ORF1, jö, Magenta, ÖBB und die Stadt Wien: Das Jahr 2019 war reich an Launches, Re-Launches und Design-Facelifts. HORIZONT nimmt eine Auswahl der größeren Veränderungen unter die Lupe.

Dieser Artikel ist zuerst in Ausgabe Nr. 50/2019 des HORIZONT erschienen. Noch kein Abo? Hier klicken!

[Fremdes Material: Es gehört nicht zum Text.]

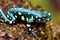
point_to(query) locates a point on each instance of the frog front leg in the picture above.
(31, 30)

Einem Paukenschlag gleich kam Anfang April die Meldung, dass sich die Bundeshauptstadt Wien ein neues Logo und Schriftbild verpasst. Statt unzähliger Designs setzt Wien nun auf einen einheitlichen Auftritt. An der Erarbeitung des neuen Logos inklusive Entwicklung und Ankauf der neuen Schriftart namens "Wiener Melange" bastelte eine Arbeitsgruppe ein Jahr lang. Doch weniger wegen des Ergebnisses als vielmehr wegen der zustande gekommenen Kosten von 595.000 Euro geriet das kommunale Facelift schließlich in die Schlagzeilen. Kritik hagelte es von Politikern aller oppositionellen Couleurs, die das Re-Branding eine "Verschwendung von Steuergeldern" nannten. Die Stadt konterte mit dem Argument, dass es sich eben um einen weitreichenden, optischen Gesamtauftritt handle beziehungsweise mit der positiven Rezeption, die das neue Erscheinungsbild in der internationalen Design- und Agentur-Welt hervorgerufen habe.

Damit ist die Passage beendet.